If the decision is to proceed, an assessment will be completed focusing on you as a prospective adopter and to determine whether this will be in the long-term interests of the child. You will receive the same assessment, preparation and training as other prospective adopters.

Special Guardianship or Long-term fostering may be another option.

Special Guardianship Orders

This Order addresses the needs of a significant group of children, who need a sense of stability and security but who do not wish to make the absolute legal break with their birth family that is associated with adoption. It also provides an alternative for achieving permanence in families where adoption, for cultural or religious reasons, is not an option. You can apply for a Special Guardianship Order once the child has lived with you for one year immediately preceding the application.

Special Guardians have Parental Responsibility for the child and although this is shared with the child’s parents, the Special Guardian has clear responsibility for day to day matters without the need for consultation with others. The parents still have to be consulted and give their consent to the child’s change of name, adoption, placement abroad and any other such fundamental issues. A Special Guardianship Order made in relation to a Child in Care replaces the Care Order and the Local Authority no longer has Parental Responsibility. In these circumstances, the Care Order is revived if the Special Guardianship Order is revoked.

Special Guardians may be supported financially or otherwise by the Local Authority and, as with adoptive parents; they have the right to request an assessment for support services at any time after the Order is made.

Special Guardianship has the following advantages as a permanence plan:

  • The carers have Parental Responsibility and clear authority to make decisions on day to day issues about the child’s care;
  • There is added legal security to the Order in that leave is required for parents to apply to discharge the Order and will only be granted if a change of circumstances can be established since the Order was made;
  • It maintains legal links to the birth family;
  • There need be no social worker involvement, unless this is identified as necessary, in which case an assessment of the need for support must be made by the relevant local authority.

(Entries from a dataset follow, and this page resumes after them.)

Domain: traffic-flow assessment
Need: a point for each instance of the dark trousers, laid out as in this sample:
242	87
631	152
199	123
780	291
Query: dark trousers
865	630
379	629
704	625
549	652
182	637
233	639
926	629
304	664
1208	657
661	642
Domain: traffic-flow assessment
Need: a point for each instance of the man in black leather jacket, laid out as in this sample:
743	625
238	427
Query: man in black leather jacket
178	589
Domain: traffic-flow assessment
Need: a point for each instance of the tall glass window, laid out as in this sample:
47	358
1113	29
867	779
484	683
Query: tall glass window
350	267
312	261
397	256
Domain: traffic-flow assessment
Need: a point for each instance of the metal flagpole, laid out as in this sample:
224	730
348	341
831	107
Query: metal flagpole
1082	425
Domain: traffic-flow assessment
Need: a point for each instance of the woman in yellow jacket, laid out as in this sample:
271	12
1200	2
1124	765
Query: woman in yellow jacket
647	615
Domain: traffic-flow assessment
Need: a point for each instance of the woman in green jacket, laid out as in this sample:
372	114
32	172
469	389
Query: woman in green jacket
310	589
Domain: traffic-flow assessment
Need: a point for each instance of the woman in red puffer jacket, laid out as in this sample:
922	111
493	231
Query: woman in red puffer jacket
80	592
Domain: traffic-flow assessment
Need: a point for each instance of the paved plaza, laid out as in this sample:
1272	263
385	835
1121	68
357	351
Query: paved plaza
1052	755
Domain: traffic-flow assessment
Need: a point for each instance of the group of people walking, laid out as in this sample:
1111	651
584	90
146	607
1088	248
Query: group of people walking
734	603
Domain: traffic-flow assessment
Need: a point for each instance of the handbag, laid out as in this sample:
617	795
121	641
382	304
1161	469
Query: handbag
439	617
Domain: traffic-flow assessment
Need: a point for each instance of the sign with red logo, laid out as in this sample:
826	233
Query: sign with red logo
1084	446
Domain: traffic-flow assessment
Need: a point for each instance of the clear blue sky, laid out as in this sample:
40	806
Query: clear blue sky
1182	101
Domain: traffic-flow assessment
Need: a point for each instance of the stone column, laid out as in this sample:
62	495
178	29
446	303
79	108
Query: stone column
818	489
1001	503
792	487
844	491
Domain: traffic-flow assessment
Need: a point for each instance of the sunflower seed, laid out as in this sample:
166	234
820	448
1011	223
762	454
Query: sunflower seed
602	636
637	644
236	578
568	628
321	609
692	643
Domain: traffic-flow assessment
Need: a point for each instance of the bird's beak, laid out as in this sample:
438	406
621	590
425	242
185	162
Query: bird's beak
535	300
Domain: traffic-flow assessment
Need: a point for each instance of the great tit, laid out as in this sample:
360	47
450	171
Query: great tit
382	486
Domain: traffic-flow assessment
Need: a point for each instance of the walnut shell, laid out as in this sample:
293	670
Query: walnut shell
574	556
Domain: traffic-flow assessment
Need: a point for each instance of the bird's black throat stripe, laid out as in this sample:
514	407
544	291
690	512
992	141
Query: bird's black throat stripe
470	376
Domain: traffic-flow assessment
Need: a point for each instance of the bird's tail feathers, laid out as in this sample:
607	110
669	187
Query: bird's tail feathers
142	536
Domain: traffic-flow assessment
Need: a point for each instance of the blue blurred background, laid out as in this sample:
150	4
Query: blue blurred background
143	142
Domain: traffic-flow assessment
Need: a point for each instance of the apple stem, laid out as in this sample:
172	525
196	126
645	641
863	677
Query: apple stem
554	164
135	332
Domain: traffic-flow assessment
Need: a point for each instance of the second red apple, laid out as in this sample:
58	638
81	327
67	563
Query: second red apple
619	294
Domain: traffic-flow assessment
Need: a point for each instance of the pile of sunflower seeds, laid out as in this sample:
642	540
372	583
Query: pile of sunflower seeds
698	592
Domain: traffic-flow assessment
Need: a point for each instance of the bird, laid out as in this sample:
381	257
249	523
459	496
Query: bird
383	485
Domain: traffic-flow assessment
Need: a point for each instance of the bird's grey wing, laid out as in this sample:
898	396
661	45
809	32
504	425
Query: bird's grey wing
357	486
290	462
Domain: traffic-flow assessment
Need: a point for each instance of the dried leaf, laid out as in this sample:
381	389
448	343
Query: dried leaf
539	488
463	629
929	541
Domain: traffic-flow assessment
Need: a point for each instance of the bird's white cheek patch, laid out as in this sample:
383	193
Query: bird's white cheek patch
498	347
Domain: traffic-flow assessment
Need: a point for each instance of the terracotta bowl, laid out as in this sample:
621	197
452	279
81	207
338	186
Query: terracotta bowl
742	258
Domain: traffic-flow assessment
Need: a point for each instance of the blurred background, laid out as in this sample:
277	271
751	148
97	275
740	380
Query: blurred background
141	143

Special Guardianship has the following disadvantages as a permanence plan:

  • The Order only lasts until the child is 18 and does not necessarily bring with it the sense of belonging to the Special Guardian’s family as an Adoption Order does;
  • As the child is not a legal member of the family, if difficulties arise there may be less willingness to persevere and seek resolution;
  • Although there are restrictions on applications to discharge the Order, such an application is possible and may be perceived as a threat to the child’s stability.